Even so, his job grew mentally tougher as Montreal became stronger. ''The role changed,'' he explained. ''At first, with more shots on goal, I was playing a position that was visibly important to the outcome of the game. Later it was much less obvious and much less visible, which led to a sense of wonder about what role I played. Instead of winning a game, you became a custodian to it, someome who's there to see that it's not lost.''
He recalls one game against the lowly Colorado Rockies in which he played about as poorly as he could, yet the team still won. ''That was a bad feeling,'' he says. ''I had been completely irrelevant.''
By nature, a goalkeeper waits and watches, responding to the action initiated by others. A goalie on a good team, therefore, generally sees less action than one on a bad team, which is why Dryden draws a distinction between the two.
''A bad team goalie doesn't have to stop every shot,'' he observes. ''He can let in goals that he shouldn't, but he has to be able to make the spectacular save because it becomes the emotional drive of his team.

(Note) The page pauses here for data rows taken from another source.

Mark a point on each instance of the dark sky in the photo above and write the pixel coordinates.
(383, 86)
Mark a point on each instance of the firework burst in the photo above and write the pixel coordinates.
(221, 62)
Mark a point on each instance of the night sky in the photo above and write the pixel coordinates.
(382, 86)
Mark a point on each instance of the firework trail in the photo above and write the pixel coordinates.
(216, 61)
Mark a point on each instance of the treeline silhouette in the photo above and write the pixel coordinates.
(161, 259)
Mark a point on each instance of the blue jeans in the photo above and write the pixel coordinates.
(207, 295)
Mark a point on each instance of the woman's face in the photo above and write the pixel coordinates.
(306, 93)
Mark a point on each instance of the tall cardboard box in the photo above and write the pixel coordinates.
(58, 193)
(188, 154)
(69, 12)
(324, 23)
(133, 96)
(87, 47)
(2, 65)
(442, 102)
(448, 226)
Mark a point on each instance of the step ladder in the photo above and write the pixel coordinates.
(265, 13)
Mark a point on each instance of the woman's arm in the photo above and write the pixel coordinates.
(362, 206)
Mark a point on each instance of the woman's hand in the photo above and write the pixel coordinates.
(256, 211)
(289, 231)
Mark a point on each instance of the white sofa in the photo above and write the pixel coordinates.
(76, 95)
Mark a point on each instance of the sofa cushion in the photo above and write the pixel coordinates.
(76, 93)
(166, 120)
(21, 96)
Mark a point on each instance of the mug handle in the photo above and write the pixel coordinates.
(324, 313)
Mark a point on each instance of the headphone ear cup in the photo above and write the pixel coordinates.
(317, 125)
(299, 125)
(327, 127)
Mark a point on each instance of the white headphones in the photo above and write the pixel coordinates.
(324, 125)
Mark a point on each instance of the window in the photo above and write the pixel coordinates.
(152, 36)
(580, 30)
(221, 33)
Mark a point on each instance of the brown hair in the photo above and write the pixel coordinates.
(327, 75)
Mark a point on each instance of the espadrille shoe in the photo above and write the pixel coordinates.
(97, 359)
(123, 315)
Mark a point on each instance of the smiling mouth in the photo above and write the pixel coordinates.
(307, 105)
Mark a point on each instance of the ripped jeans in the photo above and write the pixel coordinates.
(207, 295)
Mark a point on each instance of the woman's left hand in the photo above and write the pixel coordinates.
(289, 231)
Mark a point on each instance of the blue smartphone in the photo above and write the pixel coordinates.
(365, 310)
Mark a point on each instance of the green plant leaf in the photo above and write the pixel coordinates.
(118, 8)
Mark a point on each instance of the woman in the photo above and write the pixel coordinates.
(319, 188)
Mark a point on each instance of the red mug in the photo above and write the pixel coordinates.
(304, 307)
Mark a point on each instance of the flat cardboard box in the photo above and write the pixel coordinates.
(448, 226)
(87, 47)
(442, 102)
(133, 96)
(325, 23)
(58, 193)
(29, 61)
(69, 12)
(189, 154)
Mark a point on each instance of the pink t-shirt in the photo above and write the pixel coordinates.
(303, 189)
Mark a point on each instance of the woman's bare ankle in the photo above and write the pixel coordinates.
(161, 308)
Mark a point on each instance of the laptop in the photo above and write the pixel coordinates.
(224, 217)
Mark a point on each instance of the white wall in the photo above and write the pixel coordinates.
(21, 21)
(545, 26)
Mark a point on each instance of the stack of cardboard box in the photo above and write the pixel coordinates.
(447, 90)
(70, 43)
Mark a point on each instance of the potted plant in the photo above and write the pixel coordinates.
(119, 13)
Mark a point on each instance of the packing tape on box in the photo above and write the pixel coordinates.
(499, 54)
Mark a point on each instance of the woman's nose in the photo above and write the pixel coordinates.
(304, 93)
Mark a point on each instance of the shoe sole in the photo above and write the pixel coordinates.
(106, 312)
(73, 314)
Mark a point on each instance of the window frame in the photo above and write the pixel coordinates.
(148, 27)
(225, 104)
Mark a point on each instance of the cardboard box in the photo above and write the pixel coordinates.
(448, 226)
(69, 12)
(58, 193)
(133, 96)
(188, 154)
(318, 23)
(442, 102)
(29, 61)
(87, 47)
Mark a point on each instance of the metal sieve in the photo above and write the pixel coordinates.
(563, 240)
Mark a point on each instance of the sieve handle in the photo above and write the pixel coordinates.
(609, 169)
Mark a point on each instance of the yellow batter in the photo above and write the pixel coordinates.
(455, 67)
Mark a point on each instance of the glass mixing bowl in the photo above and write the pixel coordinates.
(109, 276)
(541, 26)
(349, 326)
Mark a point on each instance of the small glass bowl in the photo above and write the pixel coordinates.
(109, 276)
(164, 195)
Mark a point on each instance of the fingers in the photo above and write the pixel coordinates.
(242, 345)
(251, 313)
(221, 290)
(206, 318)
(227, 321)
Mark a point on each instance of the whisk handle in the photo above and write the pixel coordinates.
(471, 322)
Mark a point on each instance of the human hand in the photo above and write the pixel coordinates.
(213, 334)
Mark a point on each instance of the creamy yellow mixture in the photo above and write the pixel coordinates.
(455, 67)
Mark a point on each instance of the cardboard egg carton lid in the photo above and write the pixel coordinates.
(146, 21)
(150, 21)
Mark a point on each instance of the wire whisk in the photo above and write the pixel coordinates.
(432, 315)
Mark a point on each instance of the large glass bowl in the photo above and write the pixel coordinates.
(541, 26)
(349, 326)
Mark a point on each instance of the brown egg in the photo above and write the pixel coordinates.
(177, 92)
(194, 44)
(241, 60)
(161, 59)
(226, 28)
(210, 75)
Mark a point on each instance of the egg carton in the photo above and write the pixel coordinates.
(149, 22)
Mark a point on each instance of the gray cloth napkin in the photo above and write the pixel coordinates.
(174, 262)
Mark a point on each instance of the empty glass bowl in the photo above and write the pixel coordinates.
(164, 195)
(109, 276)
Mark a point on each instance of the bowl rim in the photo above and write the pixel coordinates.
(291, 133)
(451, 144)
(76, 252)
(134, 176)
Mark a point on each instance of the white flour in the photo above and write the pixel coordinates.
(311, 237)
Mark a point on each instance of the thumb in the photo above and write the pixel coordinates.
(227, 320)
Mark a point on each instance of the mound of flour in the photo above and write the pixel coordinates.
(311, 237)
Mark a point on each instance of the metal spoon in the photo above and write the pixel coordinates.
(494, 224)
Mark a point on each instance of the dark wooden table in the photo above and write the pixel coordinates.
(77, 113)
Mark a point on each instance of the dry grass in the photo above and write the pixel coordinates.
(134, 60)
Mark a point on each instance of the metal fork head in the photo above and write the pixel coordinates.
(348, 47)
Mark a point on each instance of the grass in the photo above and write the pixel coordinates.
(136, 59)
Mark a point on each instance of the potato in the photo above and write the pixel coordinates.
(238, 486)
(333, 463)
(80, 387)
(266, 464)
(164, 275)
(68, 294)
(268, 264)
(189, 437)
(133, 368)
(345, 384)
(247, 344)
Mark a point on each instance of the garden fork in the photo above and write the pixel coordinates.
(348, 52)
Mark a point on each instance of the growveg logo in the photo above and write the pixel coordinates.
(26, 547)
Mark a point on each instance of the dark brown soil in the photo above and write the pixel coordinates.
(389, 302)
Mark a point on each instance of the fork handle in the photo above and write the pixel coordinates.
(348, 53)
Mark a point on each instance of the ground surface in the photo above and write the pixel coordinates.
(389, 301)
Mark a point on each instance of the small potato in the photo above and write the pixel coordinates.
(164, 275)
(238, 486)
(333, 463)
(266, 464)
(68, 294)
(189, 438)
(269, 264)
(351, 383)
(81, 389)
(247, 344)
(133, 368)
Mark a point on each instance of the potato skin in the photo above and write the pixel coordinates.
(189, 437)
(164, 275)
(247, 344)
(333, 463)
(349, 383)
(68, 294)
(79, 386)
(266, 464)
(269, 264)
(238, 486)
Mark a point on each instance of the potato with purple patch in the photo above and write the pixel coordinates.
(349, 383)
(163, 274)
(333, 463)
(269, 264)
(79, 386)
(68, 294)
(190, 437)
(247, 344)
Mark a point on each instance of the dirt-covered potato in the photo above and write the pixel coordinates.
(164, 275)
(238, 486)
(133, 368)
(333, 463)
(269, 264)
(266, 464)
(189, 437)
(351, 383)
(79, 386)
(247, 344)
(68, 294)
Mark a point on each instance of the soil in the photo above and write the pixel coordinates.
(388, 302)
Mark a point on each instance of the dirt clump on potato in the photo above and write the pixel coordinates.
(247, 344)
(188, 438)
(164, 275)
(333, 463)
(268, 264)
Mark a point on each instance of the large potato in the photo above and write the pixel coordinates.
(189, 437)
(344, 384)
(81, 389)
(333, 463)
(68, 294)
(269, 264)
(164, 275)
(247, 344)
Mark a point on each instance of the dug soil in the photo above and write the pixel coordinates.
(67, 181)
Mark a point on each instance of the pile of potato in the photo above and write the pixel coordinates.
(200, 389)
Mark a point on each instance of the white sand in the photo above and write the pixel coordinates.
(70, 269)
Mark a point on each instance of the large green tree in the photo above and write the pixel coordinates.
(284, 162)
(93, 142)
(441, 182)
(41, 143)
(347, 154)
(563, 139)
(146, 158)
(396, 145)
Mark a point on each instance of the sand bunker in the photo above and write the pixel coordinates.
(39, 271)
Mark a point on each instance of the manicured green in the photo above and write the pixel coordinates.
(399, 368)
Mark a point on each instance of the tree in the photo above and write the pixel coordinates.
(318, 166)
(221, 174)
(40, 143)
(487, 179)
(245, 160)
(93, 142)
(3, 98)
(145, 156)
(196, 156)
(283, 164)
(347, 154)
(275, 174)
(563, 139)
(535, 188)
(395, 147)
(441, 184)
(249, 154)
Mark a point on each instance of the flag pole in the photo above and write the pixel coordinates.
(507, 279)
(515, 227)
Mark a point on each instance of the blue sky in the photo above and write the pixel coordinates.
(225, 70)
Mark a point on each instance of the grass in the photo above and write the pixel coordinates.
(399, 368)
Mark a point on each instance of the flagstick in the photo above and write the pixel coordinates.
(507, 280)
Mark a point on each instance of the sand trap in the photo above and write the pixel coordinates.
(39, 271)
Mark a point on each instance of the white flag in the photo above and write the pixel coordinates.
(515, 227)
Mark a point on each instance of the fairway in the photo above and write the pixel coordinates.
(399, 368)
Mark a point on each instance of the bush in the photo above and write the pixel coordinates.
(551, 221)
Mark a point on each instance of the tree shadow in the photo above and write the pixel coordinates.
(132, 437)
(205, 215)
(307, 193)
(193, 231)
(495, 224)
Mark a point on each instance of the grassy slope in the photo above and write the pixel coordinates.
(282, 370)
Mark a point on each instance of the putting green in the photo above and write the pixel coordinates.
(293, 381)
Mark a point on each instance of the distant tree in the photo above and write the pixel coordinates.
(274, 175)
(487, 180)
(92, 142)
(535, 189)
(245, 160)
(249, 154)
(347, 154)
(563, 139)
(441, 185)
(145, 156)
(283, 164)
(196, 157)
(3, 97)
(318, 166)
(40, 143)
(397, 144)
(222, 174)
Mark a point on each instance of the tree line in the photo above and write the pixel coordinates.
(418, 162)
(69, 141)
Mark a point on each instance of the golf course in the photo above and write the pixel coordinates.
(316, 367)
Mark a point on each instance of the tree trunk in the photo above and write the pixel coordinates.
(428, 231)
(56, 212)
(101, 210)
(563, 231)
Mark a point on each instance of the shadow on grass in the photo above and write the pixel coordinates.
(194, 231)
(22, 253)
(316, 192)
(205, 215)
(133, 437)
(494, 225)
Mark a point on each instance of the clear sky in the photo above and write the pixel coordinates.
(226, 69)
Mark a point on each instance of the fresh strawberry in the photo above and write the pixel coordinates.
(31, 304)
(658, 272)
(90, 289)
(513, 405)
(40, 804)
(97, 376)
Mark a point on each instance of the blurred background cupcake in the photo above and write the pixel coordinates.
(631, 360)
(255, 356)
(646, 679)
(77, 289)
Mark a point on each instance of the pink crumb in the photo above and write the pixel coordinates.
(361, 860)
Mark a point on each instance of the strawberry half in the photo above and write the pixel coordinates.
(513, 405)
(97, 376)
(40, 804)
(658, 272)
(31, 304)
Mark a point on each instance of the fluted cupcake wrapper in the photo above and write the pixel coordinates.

That he lets in bad goals doesn't matter, since the team's likely to lose anyhow, only by a higher score.
''The good team goalie, on the other hand, has important games to play in which there is no margin for the bad goal. Such goals are unforgivable, and the circumstances unforgiving.''
The challenge is to stay alert through stretches of inactivity. Sometimes this could be a problem, yet once mentally immersed in the game, Dryden seldom felt jolted by the sudden flurries of activity.
''The observer not involved in the game may sense abrupt changes,'' he points out. ''But to someone on the ice these are just moments that flow back and forth. And even though there may be a relaxed concentration for a bit and then very intense concentration, they are all parts of the same continuum.''
As for the exhilaration a goalie feels, he says it comes more from a sense of command than the physical act of blocking a shot. ''You're out there to control the situation around you,'' he says, ''and when you succeed, you have the terrific feeling of being invincible.''
A graduate of Cornell University, Dryden was one of the more scholarly NHL players and one of the few to play on an American college champion. After retiring from pro hockey at 31 he passed the Canadian bar exam, and is currently a non-practicing lawyer who lives in Toronto with his wife and two children.